Medicare is a federal program that is administered by the federal government that covers individuals age 65 and over or that are disabled as well as those with certain health conditions. Medicare Part B generally covers drugs that must be administered by physicians or other health care practitioners; among others. Medicare Part B generally pays for such drugs under a payment methodology based on the average sales price of the drugs. Manufacturers are required to report average sales price information to CMS on a quarterly basis. The manufacturer-submitted information is used by CMS to calculate Medicare payment rates. Effective January 1, 2023, manufacturers will be obligated to pay refunds to Medicare for single source drugs or biologicals, or biosimilar biological products, reimbursed under Medicare Part B and packaged in single-dose containers or single-use packages, for units of discarded drug reimbursed by Medicare Part B in excess of 10 percent of total allowed charges under Medicare Part B for that drug. Manufacturers that fail to pay refunds could be subject to civil monetary penalties of 125 percent of the refund amount. Further, starting in January 2023, the Inflation Reduction Act of 2022 (“IRA”) establishes a Medicare Part B inflation rebate scheme, under which, generally speaking, manufacturers will owe rebates if the average sales price of a Part B drug increases faster than the pace of inflation. Failure to timely pay a Part B inflation rebate is subject to a civil monetary penalty.

Medicare Part D generally provides coverage to enrolled Medicare patients for self-administered drugs (i.e., drugs that are not administered by a physician). Medicare Part D is administered by private prescription drug plans approved by the U.S. government and, subject to detailed program rules and government oversight, each drug plan establishes its own Medicare Part D formulary for prescription drug coverage and pricing, which the drug plan may modify from time to time. The prescription drug plans negotiate pricing with manufacturers and pharmacies, and may condition formulary placement on the availability of manufacturer discounts. In addition, under the coverage gap discount program, manufacturers are required to provide a 70% discount on brand name prescription drugs utilized by Medicare Part D beneficiaries when those beneficiaries are in the coverage gap phase of the Part D benefit design. Civil monetary penalties could be due if a manufacturer were to fail to offer discounts under the coverage gap discount program. The IRA sunsets the coverage gap discount program starting in 2025 and replaces it with a new manufacturer discount program. Failure to pay a discount under this new program will be subject to a civil monetary penalty. In addition, starting in October 2022, the IRA established a Medicare Part D inflation rebate scheme, under which, generally speaking, manufacturers will owe additional rebates if the average manufacturer price of a Part D drug increases faster than the pace of inflation. Failure to timely pay a Part D inflation rebate is subject to a civil monetary penalty.

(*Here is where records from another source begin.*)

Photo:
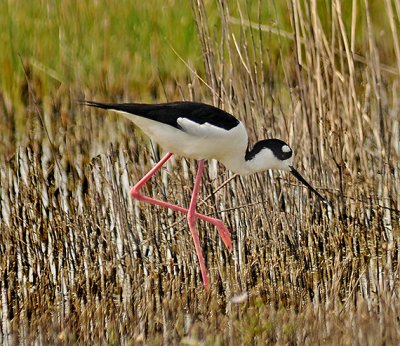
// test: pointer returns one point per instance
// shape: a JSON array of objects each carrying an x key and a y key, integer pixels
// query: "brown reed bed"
[{"x": 81, "y": 262}]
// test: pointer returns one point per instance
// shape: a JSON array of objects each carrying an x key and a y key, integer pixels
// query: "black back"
[{"x": 168, "y": 113}]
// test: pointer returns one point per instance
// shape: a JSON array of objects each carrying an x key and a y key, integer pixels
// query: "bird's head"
[{"x": 276, "y": 154}]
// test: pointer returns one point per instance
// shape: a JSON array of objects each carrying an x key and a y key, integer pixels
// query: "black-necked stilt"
[{"x": 200, "y": 131}]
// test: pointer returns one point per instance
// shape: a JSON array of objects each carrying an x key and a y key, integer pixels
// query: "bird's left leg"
[
  {"x": 191, "y": 217},
  {"x": 135, "y": 193}
]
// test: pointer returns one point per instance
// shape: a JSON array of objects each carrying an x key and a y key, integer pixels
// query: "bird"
[{"x": 202, "y": 132}]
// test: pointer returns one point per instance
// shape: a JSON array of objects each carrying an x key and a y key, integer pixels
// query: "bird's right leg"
[{"x": 135, "y": 193}]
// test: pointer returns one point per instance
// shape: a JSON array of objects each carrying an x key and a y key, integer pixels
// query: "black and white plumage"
[{"x": 201, "y": 131}]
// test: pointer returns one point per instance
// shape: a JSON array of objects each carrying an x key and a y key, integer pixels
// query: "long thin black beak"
[{"x": 299, "y": 177}]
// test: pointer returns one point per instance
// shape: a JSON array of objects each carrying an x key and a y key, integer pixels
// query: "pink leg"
[
  {"x": 192, "y": 223},
  {"x": 135, "y": 193}
]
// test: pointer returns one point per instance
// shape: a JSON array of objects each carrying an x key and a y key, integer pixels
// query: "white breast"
[{"x": 197, "y": 141}]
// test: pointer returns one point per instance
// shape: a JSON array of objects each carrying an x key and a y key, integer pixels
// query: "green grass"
[{"x": 81, "y": 262}]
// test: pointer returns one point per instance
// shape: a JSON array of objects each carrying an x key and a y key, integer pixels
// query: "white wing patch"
[{"x": 200, "y": 130}]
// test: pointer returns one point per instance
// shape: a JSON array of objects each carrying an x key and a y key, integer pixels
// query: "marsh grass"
[{"x": 81, "y": 262}]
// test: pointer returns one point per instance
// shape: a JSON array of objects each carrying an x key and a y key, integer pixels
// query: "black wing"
[{"x": 168, "y": 113}]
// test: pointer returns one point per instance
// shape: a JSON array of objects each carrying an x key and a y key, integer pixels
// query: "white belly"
[{"x": 197, "y": 141}]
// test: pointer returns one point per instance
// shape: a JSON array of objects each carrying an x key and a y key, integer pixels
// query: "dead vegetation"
[{"x": 81, "y": 262}]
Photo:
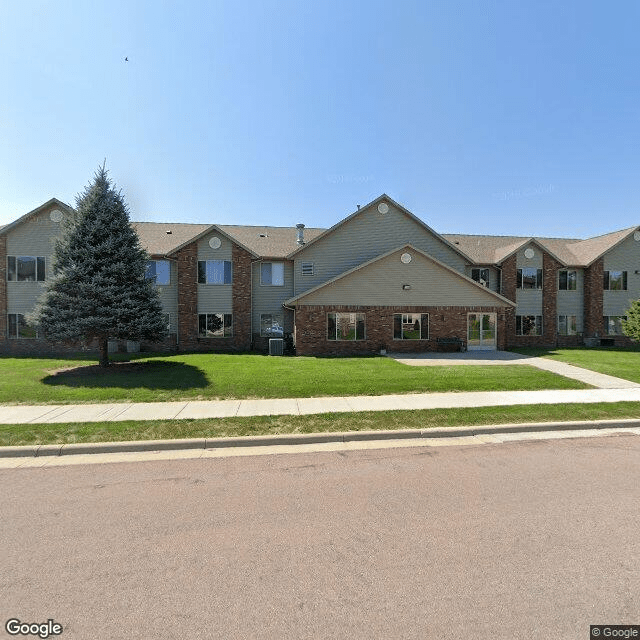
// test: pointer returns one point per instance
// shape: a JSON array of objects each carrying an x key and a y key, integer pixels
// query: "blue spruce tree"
[{"x": 98, "y": 290}]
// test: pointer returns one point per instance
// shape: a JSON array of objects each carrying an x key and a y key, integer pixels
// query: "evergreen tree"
[
  {"x": 98, "y": 289},
  {"x": 631, "y": 326}
]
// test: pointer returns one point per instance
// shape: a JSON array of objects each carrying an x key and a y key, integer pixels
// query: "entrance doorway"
[{"x": 481, "y": 332}]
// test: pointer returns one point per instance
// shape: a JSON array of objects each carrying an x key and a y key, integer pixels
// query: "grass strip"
[{"x": 65, "y": 433}]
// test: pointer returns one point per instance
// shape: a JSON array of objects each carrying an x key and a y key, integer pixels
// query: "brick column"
[
  {"x": 241, "y": 291},
  {"x": 549, "y": 299},
  {"x": 3, "y": 289},
  {"x": 593, "y": 299},
  {"x": 188, "y": 297},
  {"x": 509, "y": 273}
]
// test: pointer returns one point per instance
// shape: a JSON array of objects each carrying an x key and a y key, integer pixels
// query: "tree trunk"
[{"x": 104, "y": 352}]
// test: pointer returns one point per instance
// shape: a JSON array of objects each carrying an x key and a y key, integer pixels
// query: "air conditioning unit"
[{"x": 276, "y": 346}]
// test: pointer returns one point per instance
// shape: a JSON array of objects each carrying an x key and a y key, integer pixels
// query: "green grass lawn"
[
  {"x": 614, "y": 361},
  {"x": 24, "y": 434},
  {"x": 219, "y": 376}
]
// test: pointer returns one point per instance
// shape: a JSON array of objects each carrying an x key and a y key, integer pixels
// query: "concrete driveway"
[{"x": 484, "y": 358}]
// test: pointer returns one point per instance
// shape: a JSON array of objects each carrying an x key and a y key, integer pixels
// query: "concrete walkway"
[
  {"x": 22, "y": 414},
  {"x": 483, "y": 358}
]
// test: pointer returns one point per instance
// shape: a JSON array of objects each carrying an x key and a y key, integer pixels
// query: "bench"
[{"x": 450, "y": 344}]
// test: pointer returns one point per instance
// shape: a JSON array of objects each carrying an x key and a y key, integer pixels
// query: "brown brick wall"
[
  {"x": 188, "y": 303},
  {"x": 444, "y": 322},
  {"x": 593, "y": 299},
  {"x": 3, "y": 289}
]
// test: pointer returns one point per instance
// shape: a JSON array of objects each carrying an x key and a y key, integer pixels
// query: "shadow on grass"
[{"x": 158, "y": 374}]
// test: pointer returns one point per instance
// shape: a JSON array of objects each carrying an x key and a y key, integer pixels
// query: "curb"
[{"x": 303, "y": 438}]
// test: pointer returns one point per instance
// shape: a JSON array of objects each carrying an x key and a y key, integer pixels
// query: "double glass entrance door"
[{"x": 481, "y": 332}]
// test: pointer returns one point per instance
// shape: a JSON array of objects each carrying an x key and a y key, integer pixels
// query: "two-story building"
[{"x": 378, "y": 279}]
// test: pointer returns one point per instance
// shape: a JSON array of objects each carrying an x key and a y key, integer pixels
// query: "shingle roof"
[
  {"x": 572, "y": 251},
  {"x": 271, "y": 242},
  {"x": 160, "y": 238}
]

The IRA also creates a drug price negotiation program under which the prices for Medicare units of certain high Medicare spend drugs and biologicals without generic or biosimilar competition will be capped by reference to, among other things, a specified non-federal average manufacturer price starting in 2026. Failure to comply with requirements under the drug price negotiation program is subject to an excise tax and/or a civil monetary penalty. This or any other legislative change could impact the market conditions for our product candidates.

In addition, in order to be eligible to have its products paid for with federal funds under the Medicaid and Medicare Part B programs and purchased by the Department of Veterans Affairs (the “VA”), Department of Defense (“DoD”), Public Health Service, and Coast Guard (the “Big Four agencies”) and certain federal grantees, a manufacturer also must participate in the VA Federal Supply Schedule (“FSS”) pricing program, established by Section 603 of the Veterans Health Care Act of 1992 (the “VHCA”). Under this program, the manufacturer is obligated to make its covered drugs (innovator multiple source drugs, single source drugs, and biologics) available for procurement on an FSS contract and charge a price to the Big Four agencies that is no higher than the Federal Ceiling Price (“FCP”), which is a price calculated pursuant to a statutory formula. The FCP is derived from a calculated price point called the “non-federal average manufacturer price” (“Non-FAMP”), which we will be required to calculate and report to the VA on a quarterly and annual basis. Moreover, pursuant to Defense Health Agency (“DHA”) regulations, manufacturers must provide rebates on utilization of their innovator and single source products that are dispensed to TRICARE beneficiaries by TRICARE network retail pharmacies. The formula for determining the rebate is established in the regulations and is based on the difference between the annual non-federal average manufacturer price and the Federal Ceiling Price, each required to be calculated by us under the VHCA. The requirements under the Medicaid Drug Rebate Program, 340B program, FSS, and TRICARE programs could reduce the revenue we may generate from any products that are commercialized in the future and could adversely affect our business and operating results.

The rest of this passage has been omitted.